Extreme environments such as fusion reactors require advanced designs to gain information about the process, and embedded optics and electronics can provide information in areas otherwise inaccessible.

Our aim

This project aims to develop processes enabling embedded optics and electronics in a metal matrix for sensing applications in harsh environments such as manufacturing processes and power generation. Improved information gathering from sensors near the point of interest will enable process optimization and integrating the sensors completely within the system will give the perfect conditions.

Our research

Ultrasonic Additive Manufacturing (UAM) produces dense metallic components by welding metal foils layer by layer using ultrasound and high pressure. The metal foils form a perfect metal-to-metal bond but at temperatures far below the melting temperature of the metal (<150°C). The low temperature enables electronics to be embedded in the metal matrix without damage while retaining most of the mechanical integrity of the metal component. Even printed electronics and polymer dielectrics can survive the process.

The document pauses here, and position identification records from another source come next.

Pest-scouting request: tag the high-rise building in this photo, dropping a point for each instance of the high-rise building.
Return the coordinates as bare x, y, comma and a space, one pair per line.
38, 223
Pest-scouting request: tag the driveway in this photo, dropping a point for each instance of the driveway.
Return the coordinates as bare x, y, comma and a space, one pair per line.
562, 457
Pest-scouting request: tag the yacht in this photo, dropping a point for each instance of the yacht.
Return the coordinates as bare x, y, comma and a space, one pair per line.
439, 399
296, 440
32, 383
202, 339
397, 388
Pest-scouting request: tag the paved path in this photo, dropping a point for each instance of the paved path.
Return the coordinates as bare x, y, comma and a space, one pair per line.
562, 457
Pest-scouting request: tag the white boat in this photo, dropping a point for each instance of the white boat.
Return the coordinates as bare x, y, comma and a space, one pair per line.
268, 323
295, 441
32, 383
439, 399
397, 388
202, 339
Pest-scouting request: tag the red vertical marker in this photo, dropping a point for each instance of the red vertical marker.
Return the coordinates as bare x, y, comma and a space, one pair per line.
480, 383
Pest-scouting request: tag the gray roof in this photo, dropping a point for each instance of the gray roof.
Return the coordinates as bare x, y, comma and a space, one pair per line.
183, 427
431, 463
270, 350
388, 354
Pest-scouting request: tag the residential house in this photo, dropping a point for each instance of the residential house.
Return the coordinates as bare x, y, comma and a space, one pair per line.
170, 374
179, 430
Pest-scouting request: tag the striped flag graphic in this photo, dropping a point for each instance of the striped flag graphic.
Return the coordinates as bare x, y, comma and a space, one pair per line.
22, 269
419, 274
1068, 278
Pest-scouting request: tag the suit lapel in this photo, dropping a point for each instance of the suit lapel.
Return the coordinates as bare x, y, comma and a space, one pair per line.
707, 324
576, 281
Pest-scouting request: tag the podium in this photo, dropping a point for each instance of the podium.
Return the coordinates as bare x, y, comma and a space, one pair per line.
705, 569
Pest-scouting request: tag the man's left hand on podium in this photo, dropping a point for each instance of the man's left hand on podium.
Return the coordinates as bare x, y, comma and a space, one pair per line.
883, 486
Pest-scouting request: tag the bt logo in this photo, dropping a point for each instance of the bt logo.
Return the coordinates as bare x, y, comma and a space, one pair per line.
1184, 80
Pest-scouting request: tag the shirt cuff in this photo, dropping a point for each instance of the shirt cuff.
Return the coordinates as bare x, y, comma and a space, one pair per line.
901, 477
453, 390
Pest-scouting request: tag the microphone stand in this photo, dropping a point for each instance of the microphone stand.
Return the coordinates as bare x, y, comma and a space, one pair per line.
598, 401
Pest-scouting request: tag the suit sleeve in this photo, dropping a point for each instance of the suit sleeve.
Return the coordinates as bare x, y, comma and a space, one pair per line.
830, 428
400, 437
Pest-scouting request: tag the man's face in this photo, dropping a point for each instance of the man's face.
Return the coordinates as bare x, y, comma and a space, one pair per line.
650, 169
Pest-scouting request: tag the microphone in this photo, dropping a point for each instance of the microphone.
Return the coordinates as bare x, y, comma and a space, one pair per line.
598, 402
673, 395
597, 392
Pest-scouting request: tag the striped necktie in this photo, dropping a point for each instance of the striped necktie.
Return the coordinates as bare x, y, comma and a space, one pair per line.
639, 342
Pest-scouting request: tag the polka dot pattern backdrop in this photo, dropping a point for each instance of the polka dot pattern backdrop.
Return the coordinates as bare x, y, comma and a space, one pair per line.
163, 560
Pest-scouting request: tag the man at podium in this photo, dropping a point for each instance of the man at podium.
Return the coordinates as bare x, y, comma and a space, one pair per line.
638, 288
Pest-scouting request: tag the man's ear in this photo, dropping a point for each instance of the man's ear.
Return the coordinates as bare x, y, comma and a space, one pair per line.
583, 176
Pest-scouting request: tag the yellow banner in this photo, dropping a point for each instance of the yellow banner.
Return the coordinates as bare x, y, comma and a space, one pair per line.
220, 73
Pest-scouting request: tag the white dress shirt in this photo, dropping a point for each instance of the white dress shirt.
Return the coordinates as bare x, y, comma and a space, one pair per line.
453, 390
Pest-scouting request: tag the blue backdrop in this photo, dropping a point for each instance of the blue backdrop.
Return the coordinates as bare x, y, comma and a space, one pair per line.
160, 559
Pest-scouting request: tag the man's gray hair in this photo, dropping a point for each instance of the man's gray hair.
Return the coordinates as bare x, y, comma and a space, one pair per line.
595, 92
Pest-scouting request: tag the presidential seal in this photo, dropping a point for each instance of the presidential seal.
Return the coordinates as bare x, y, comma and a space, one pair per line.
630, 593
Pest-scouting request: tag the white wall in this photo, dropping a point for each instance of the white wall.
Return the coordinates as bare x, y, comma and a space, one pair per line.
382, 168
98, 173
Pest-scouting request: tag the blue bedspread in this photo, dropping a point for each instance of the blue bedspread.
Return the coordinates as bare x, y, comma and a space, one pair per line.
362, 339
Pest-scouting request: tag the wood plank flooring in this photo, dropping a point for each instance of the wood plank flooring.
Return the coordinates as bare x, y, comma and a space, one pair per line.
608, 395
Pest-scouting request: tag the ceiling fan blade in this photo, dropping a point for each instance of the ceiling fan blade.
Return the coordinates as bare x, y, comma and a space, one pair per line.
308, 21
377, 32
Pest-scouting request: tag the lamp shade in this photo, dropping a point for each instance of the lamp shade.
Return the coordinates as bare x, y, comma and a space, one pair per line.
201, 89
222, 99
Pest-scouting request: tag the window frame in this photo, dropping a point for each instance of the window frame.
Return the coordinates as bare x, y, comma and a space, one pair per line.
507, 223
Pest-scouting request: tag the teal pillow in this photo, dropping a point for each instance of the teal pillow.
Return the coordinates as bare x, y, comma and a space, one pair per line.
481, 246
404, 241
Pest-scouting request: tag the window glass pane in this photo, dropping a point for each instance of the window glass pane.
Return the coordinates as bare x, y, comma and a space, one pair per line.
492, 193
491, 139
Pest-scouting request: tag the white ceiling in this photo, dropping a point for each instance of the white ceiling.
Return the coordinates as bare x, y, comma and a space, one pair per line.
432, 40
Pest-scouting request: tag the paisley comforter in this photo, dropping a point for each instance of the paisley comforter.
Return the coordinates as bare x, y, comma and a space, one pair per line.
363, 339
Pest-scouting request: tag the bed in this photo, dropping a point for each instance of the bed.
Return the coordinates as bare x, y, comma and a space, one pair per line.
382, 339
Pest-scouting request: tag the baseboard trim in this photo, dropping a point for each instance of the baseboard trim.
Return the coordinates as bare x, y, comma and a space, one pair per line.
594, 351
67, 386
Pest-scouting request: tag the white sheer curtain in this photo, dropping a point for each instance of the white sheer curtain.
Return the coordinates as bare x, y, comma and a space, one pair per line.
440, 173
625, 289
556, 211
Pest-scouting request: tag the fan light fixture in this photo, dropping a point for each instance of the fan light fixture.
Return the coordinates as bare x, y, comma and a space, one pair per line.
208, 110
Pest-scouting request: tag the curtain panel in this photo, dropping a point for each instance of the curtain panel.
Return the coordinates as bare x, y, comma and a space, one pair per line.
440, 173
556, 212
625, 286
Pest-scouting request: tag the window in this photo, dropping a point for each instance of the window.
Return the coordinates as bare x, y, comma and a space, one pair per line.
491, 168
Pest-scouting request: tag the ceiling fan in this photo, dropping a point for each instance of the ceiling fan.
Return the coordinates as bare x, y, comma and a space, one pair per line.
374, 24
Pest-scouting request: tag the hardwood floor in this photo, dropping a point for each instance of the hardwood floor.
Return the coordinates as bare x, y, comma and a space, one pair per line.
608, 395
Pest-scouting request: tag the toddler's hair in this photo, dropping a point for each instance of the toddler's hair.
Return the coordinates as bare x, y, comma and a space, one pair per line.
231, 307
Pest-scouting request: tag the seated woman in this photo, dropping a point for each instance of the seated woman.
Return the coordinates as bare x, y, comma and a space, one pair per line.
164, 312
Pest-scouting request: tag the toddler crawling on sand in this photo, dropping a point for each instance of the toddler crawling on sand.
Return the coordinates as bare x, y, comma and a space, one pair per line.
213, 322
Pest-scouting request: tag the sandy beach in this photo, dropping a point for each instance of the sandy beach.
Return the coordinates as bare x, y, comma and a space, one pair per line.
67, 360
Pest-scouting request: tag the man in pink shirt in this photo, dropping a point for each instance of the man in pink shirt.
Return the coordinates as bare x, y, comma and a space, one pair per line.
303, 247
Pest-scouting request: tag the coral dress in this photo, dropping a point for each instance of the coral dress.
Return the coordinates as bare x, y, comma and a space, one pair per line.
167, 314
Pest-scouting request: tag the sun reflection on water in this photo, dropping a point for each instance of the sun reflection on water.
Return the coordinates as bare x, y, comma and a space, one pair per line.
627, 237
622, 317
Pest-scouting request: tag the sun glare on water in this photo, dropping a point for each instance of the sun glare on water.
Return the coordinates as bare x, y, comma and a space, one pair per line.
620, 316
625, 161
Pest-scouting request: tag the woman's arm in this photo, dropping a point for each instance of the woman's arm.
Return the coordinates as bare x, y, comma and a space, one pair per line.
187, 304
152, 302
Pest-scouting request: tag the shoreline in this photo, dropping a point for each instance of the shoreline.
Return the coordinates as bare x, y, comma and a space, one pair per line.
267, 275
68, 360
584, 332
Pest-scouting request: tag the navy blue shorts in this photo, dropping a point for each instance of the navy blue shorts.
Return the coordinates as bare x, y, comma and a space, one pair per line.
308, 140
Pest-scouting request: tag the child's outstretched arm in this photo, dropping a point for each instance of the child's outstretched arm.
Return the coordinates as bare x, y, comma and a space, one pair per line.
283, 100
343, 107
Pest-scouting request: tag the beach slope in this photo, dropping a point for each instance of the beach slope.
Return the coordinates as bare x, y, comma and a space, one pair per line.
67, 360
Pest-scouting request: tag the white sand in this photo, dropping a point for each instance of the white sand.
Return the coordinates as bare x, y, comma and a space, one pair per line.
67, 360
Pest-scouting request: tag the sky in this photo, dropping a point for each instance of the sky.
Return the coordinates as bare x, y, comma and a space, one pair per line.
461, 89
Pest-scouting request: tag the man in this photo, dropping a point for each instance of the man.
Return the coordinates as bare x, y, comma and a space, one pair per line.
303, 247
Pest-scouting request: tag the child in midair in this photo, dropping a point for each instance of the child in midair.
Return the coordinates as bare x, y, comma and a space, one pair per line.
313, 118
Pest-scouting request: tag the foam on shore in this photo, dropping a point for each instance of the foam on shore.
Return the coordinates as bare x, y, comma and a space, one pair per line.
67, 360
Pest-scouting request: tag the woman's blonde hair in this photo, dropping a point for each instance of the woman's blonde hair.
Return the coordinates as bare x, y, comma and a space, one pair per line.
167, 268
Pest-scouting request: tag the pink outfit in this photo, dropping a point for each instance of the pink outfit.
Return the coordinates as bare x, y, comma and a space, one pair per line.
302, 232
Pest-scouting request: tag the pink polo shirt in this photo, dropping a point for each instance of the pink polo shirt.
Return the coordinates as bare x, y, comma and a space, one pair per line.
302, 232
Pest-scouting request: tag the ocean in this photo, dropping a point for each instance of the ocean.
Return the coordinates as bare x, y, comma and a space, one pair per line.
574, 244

Future applications within industry 4.0 and the Internet Of Things will require embedded sensors, RF communication and supporting electronics. Furthermore, the process also enables the welding of dissimilar metals such as aluminium and copper.

Our outcomes

We have embedded printed electronic tracks and polymer electrical insulators and tested their performance after UAM processing. Furthermore, we have created via for 3D integration and embedded an SMT component in aluminium.

Project lead: Dr Daniel Engstrom

Embedded sensors provide enormous benefits to process optimization and process control. For harsh environments, the sensors must be embedded in a protective material such as aluminium that can be integrated easily with common components.

Dr Daniel Engstrom